TDS on Payment under Joint Development Agreement

Introduction

Tax must be deducted under section 194-IC at 10% on payments made to a resident individual or HUF under a Joint Development Agreement (JDA) for the transfer of immovable property.

Key Provisions

  • Deductor:Any person making payments under a JDA.
  • Deductee:The recipient must be a resident individual or HUF.
  • Meaning of JDA:A registered agreement where a landowner allows another person to develop a real estate project on his land in exchange for a share in the new project, with or without additional monetary consideration.
  • Rate of TDS:

o 10% on the amount paid or payable.

o If PAN is not provided, higher rates under Section 206AA apply.

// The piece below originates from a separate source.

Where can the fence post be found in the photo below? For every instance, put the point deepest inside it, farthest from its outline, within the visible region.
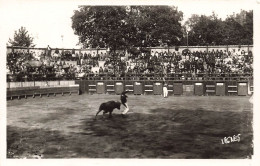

  • Time of Deduction:At the time of credit or payment, whichever is earlier.

Exemptions from TDS

  • Consideration Paid in Kind:If the consideration is entirely in kind, no TDS is required.

Compliance Requirements

  • Deposit of TDS:

o Payable via Challan ITNS 281 within 7 days from the end of the month of deduction.

o For March deductions, deposit by 30th April.

o Government offices depositing TDS without a challan must deposit the TDS on the same day on which the tax was deducted.

  • TDS Statement Filing:Quarterly submission in Form 26Q.
  • TDS Certificate:Form 16A must be issued within 15 days from the due date of TDS statement filing.

Consequences of Non-Compliance

  • Failure to Deduct or Deposit TDS:

o Liable for interest under Section 201.

o Penalty under Section 271C, up to the non-deducted amount.

o Prosecution under Section 276B.

  • Failure to Furnish TDS Statement:

o Liable for a penalty of Rs. 200 per day (limited to the TDS amount) under Section 234E.

o Additional penalties under Sections 271H and 272A.

  • Failure to Issue TDS Certificate:Liable for a penalty under Section 272A.